Worse than that, not only was COVID-19 part of what caused the earthquake in the economy, but there is an inter-relatedness between the health system and the financial system that seems to amplify the quaking. It seems that the Public Health crisis (and our attempts to manage it) is exacerbating the Economic crisis, and it won’t be too long before the reverse is manifestly true.
We know a little more than we did back in 2008, but I’m not sure we’ve learned enough about the impact of all the different kind of shocks that we are applying to a complex interconnected system like that of money, and I know that we don’t know what the impact of printing $10 trillion will be. We don’t think that creating so much money can do any harm to public health, but we still don’t know what the public health implications are of what we have already done to the economy let alone what the long term consequences on inflation/deflation/price stability of the Fed’s actions will be.
Maybe it will be ok, but maybe it won’t.

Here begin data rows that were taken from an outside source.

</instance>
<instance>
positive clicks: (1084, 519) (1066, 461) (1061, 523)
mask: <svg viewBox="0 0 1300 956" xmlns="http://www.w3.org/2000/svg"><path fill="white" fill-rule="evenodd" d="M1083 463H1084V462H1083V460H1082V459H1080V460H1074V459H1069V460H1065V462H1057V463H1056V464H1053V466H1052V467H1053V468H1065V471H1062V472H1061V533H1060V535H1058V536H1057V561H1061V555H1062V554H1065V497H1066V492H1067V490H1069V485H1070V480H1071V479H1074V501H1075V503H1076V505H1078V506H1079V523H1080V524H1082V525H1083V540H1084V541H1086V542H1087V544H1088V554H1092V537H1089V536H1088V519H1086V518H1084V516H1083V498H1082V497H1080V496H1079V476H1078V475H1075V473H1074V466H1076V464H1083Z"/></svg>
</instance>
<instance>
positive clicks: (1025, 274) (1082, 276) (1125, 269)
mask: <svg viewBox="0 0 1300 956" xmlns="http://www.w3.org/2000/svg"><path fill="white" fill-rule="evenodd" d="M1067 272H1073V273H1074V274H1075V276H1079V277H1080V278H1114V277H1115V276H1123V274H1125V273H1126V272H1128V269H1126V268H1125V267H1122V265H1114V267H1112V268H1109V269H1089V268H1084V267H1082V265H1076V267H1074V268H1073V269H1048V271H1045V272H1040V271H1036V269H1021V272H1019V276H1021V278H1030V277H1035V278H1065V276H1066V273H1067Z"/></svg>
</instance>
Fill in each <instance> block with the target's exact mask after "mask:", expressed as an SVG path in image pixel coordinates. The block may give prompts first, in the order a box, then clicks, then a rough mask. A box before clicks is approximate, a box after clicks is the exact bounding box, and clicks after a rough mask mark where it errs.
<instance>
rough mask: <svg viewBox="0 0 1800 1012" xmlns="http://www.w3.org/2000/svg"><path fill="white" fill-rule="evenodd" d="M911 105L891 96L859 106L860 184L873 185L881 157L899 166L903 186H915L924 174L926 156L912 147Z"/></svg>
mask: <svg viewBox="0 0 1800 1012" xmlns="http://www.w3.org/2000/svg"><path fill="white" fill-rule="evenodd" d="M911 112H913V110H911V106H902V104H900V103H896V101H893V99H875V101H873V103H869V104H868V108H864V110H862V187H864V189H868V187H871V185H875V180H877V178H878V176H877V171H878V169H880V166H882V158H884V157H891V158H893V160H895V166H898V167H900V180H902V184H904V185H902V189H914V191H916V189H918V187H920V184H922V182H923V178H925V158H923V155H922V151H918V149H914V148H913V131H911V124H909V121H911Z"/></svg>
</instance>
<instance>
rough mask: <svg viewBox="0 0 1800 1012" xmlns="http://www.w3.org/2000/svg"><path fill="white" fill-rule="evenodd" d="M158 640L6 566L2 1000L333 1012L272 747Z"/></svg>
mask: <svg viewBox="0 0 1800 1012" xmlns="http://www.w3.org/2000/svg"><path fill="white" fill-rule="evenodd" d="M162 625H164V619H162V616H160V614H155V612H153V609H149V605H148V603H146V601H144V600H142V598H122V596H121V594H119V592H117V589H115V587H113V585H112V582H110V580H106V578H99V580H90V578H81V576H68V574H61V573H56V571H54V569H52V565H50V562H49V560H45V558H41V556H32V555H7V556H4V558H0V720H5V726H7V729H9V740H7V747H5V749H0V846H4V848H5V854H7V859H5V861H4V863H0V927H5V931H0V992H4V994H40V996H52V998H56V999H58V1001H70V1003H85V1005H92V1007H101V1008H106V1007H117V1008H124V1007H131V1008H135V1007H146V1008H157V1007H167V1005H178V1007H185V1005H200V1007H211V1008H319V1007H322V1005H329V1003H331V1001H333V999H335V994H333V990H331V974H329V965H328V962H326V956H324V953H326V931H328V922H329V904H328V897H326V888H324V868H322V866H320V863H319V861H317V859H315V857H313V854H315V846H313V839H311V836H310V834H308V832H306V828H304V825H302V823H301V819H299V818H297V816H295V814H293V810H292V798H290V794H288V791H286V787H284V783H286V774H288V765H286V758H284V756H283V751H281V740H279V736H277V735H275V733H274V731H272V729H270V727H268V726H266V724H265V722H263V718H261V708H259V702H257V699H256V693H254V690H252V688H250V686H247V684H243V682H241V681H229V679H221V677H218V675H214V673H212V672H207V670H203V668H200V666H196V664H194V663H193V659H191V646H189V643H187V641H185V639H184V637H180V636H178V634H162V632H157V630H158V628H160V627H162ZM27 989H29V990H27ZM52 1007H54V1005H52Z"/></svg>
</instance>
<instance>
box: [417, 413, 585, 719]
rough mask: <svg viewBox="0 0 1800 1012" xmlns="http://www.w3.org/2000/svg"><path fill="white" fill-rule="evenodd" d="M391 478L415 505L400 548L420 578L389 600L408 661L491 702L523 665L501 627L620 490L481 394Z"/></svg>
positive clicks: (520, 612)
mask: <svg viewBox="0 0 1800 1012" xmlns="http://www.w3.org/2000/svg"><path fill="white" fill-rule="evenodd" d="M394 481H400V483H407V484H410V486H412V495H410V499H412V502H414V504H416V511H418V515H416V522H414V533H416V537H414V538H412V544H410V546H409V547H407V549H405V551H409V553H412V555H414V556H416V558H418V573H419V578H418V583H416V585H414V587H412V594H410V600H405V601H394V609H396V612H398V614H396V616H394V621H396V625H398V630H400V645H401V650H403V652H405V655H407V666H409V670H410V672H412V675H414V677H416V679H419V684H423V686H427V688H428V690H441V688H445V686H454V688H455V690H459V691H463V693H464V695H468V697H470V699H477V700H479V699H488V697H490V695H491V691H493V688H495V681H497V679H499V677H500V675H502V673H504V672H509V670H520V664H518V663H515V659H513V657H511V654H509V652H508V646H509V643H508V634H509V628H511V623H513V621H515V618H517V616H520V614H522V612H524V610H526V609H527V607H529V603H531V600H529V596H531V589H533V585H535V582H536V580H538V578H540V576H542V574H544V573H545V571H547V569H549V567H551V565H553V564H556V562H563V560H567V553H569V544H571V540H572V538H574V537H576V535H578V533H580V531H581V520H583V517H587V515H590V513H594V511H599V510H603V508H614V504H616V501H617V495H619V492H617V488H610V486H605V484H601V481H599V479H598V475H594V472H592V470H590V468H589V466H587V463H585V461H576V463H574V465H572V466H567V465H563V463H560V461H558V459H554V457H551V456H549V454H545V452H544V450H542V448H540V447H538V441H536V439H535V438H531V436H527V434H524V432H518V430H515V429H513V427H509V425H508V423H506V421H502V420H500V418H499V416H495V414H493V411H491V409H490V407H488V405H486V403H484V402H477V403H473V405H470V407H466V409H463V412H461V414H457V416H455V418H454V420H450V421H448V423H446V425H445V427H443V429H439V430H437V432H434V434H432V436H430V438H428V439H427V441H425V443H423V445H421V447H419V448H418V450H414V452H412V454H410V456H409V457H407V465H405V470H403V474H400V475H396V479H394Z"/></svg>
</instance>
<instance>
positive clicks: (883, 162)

As a Chemistry professor friend once told me as we were talking about the multitude of decisions we had to make each day managing our 9 year old sons:
“We will know soon enough what the correct answers were since right now we are doing the experiment.”
Let’s hope we too are making good choices as individuals and as a society and don’t end up blowing up the Lab as we keep inventing one treatment after another to contain a worldwide health/economic crisis that just seems to cause more suffering every day.